Ce Mondial sera celui de tous les superlatifs. Organisé entre les États-Unis, le Mexique et le Canada, la compétition devrait générer près de 9 milliards de dollars, soit plus de 7 milliards d’euros, un montant qui dépasse de 75% celui du dernier Mondial au Qatar, déjà un record.
Pour la première fois, 48 équipes seront présentes, s'affrontant dans 104 matchs à travers 16 villes, dont trois quarts des rencontres se dérouleront aux États-Unis.

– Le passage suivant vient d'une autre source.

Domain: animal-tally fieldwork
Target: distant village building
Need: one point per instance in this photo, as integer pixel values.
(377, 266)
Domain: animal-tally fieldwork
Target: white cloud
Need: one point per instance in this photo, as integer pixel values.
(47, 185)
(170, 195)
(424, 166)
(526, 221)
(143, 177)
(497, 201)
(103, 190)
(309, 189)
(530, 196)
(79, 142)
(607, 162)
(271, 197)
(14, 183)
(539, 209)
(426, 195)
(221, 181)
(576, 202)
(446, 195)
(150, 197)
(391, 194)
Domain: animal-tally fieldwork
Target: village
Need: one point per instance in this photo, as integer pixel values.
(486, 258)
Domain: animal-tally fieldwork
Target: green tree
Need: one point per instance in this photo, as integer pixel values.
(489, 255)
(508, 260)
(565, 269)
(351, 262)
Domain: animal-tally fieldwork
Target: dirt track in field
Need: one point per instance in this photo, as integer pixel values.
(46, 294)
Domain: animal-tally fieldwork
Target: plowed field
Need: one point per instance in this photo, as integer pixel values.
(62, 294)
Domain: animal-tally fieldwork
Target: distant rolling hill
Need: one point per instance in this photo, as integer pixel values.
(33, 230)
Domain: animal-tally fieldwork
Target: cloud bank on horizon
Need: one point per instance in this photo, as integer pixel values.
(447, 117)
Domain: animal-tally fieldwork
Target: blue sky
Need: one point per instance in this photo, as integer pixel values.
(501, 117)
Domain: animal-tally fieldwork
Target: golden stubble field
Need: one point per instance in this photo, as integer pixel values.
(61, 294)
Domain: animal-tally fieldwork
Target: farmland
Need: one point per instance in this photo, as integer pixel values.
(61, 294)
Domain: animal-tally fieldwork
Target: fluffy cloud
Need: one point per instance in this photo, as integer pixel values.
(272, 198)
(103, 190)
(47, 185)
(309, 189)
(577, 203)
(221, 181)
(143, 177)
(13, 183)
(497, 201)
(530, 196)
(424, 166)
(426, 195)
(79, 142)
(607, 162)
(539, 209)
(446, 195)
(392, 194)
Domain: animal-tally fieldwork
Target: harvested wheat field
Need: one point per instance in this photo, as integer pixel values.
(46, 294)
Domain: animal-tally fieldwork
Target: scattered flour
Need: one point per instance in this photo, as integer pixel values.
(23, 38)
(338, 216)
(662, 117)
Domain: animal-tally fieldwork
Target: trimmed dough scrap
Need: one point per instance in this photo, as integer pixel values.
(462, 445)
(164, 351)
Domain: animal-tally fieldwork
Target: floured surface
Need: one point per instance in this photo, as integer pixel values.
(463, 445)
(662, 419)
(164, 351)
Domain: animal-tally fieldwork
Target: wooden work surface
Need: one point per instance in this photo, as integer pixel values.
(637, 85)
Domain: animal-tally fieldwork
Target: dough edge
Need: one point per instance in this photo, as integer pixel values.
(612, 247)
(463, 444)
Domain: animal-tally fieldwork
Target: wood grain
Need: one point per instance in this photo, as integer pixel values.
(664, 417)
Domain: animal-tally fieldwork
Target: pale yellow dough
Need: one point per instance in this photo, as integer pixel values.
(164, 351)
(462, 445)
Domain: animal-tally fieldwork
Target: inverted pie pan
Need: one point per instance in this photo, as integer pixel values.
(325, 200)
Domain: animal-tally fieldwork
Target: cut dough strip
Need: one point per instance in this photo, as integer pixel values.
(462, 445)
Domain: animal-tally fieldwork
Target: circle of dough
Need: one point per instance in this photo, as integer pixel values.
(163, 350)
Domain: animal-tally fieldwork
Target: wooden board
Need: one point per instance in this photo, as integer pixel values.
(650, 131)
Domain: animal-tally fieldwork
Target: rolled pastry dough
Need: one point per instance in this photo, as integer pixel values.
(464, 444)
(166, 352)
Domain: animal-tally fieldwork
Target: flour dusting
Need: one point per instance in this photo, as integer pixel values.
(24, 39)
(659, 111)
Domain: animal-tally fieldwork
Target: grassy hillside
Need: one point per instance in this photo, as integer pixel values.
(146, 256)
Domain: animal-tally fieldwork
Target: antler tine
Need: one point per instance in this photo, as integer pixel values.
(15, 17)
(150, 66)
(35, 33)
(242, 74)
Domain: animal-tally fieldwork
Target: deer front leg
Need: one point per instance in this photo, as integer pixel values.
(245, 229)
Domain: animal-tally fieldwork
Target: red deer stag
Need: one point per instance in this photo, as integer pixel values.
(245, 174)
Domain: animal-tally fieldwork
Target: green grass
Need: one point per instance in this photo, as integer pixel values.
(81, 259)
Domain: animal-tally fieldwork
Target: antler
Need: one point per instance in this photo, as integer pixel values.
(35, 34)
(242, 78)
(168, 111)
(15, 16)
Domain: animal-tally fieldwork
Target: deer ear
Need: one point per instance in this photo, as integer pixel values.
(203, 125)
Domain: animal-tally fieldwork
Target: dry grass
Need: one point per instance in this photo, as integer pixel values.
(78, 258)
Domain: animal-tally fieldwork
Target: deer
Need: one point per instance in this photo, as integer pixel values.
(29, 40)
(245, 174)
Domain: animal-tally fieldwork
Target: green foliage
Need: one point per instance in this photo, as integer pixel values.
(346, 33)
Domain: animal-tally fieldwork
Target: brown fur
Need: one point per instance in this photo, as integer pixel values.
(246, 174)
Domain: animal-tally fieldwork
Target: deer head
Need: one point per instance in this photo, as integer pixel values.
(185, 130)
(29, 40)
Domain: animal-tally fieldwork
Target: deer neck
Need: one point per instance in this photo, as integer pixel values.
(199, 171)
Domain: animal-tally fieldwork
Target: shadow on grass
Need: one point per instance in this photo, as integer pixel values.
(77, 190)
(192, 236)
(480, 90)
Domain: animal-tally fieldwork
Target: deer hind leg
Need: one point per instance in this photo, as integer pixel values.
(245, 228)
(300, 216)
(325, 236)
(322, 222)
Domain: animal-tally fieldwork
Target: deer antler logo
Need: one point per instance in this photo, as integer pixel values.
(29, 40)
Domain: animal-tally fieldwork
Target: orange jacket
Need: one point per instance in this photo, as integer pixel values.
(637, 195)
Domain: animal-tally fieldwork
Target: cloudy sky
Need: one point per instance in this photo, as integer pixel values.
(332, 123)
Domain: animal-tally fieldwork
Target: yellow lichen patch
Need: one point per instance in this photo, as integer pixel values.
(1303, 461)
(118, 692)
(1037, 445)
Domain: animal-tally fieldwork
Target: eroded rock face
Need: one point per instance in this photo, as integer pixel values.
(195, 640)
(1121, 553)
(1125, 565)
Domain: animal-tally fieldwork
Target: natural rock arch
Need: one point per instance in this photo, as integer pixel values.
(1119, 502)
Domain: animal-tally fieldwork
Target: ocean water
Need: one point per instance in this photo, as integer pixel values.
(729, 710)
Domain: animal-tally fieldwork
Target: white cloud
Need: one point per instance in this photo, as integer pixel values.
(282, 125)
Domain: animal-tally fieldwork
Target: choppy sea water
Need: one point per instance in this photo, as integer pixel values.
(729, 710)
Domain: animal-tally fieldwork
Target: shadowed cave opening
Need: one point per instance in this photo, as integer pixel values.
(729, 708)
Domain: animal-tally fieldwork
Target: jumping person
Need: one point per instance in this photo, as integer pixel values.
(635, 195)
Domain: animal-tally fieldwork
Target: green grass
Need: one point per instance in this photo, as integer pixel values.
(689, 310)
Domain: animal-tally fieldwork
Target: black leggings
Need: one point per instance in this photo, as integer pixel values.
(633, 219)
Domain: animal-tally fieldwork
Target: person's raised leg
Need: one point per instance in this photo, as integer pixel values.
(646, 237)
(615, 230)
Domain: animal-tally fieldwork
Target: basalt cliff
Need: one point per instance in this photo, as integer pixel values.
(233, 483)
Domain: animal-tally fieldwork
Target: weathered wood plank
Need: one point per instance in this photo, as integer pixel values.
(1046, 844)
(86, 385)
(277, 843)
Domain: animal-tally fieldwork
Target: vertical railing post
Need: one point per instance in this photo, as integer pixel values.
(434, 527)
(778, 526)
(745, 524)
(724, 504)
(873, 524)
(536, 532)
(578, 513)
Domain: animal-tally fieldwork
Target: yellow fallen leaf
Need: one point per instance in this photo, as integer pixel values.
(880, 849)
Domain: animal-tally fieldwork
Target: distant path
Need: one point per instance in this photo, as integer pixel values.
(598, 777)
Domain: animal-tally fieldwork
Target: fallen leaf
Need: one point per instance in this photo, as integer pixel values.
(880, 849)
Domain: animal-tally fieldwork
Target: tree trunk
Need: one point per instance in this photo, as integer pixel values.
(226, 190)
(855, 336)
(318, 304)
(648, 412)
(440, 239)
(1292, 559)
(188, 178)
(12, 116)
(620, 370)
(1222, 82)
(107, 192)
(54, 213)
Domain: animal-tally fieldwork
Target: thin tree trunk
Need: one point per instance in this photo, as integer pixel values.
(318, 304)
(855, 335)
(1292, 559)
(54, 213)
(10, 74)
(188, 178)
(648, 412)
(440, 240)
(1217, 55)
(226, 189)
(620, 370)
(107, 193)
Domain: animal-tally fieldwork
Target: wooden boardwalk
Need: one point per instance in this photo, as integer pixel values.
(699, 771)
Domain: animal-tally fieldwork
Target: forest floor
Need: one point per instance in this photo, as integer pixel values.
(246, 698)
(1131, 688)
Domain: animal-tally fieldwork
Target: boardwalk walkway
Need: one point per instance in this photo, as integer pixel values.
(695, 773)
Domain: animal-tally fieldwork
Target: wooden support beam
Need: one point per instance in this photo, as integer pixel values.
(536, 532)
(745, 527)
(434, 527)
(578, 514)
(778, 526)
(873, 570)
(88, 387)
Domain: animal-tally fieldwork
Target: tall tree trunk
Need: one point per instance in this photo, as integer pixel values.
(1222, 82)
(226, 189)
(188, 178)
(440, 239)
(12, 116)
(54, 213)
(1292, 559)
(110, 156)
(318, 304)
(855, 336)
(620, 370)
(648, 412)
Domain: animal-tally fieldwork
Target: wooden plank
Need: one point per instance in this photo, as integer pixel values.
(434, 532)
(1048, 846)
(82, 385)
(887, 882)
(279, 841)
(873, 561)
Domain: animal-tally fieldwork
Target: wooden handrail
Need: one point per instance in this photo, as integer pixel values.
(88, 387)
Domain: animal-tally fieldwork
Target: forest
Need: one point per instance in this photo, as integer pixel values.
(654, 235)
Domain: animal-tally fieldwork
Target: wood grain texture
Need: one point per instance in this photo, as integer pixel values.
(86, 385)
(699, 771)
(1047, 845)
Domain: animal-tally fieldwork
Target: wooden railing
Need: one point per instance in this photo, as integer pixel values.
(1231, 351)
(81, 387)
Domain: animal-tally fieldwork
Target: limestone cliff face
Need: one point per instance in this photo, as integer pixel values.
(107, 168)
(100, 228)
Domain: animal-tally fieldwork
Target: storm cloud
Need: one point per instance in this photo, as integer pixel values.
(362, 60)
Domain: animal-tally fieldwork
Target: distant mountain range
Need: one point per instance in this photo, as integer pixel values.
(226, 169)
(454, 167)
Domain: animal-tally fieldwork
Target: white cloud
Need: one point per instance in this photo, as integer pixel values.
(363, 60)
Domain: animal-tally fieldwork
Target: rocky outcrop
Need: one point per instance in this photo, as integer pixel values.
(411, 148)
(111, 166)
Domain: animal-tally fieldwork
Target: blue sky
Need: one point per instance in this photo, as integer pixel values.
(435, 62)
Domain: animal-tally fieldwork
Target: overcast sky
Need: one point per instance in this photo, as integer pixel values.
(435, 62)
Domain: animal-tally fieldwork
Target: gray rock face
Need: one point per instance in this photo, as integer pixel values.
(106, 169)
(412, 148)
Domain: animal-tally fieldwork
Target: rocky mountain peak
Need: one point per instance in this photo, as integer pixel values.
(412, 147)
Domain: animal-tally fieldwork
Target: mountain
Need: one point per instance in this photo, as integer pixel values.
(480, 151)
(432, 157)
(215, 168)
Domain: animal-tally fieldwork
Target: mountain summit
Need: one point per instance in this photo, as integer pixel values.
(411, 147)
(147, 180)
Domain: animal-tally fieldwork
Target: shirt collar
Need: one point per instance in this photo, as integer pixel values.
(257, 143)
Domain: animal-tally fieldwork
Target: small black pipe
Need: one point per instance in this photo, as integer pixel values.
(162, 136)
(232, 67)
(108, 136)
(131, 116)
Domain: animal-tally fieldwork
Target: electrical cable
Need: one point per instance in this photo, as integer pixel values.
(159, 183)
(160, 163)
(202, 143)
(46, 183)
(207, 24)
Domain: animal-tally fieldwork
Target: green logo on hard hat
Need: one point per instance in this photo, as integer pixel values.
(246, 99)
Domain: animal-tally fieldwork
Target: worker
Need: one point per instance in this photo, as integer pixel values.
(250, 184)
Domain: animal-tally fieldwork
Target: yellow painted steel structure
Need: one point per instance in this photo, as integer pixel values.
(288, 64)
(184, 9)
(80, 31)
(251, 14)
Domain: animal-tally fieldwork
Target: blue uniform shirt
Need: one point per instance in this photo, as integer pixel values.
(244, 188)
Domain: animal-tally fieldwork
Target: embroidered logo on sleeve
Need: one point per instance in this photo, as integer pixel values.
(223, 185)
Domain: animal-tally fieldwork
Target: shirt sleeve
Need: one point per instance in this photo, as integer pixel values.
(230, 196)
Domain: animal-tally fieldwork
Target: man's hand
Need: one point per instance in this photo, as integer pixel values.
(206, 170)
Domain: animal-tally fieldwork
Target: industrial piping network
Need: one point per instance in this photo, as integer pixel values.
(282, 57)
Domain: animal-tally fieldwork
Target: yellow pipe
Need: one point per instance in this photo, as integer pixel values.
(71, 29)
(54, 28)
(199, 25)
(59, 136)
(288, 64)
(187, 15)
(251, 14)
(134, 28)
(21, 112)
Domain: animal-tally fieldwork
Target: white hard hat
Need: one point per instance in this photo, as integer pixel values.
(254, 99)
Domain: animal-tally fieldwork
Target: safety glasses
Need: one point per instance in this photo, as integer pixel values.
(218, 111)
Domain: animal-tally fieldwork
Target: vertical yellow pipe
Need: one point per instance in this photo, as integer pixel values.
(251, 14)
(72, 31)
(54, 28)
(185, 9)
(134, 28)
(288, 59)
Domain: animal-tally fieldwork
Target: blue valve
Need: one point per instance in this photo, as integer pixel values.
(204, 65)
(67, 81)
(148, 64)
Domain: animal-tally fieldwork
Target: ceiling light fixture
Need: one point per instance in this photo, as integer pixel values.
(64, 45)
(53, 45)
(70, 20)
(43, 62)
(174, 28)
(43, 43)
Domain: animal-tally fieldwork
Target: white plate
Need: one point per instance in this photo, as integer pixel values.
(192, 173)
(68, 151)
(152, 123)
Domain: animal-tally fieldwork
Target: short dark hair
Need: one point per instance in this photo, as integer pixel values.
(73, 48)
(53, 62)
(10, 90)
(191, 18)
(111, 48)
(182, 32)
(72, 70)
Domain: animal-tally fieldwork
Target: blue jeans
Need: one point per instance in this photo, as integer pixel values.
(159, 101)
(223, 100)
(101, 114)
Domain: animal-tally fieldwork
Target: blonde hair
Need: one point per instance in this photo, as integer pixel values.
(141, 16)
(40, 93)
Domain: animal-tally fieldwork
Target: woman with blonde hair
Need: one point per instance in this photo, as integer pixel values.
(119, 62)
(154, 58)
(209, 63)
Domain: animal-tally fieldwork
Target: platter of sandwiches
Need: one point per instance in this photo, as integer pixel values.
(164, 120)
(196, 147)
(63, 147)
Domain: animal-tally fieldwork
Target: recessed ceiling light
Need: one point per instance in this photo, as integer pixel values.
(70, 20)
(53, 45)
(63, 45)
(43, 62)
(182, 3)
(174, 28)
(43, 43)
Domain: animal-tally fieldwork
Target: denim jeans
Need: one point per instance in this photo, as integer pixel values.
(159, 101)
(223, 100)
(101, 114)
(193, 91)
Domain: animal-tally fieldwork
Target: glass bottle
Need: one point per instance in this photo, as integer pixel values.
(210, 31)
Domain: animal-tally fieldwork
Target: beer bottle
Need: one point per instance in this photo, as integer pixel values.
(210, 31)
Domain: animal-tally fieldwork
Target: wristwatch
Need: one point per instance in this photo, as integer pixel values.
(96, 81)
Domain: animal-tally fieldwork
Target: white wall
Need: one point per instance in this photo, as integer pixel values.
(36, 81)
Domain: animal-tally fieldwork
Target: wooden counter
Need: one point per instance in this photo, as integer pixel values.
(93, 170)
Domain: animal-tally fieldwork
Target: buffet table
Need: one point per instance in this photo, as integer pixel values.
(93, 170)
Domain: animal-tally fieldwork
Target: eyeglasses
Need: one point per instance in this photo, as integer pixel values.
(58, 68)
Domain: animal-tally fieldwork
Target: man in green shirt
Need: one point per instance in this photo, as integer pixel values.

Les préparatifs sont si minutieux que la FIFA a même cultivé des hectares d'herbe des Bermudes dans des serres sous lumière artificielle pour garantir des conditions homogènes sur tous les terrains.
des prix qui font scandale
Ces ambitions nécessitent des investissements colossaux. Les revenus proviennent principalement des droits de télévision (4 milliards de dollars), des partenariats de sponsoring (2 milliards de dollars, incluant un contrat majeur avec le géant pétrolier saoudien Aramco) et de la vente de billets (environ 3 milliards de dollars) qui soulèvent une véritable tempête d'indignation et même des actions en justice.
Les experts pointent du doigt ces pratiques à l'égard des supporters, dénonçant une tendance où le bonheur des fans est sacrifié sur l'autel du profit. Comme l’indique un rapport de France 24, des voix s'élèvent pour que la FIFA revienne à des prix plus abordables, au lieu d’appauvrir les fidèles du football.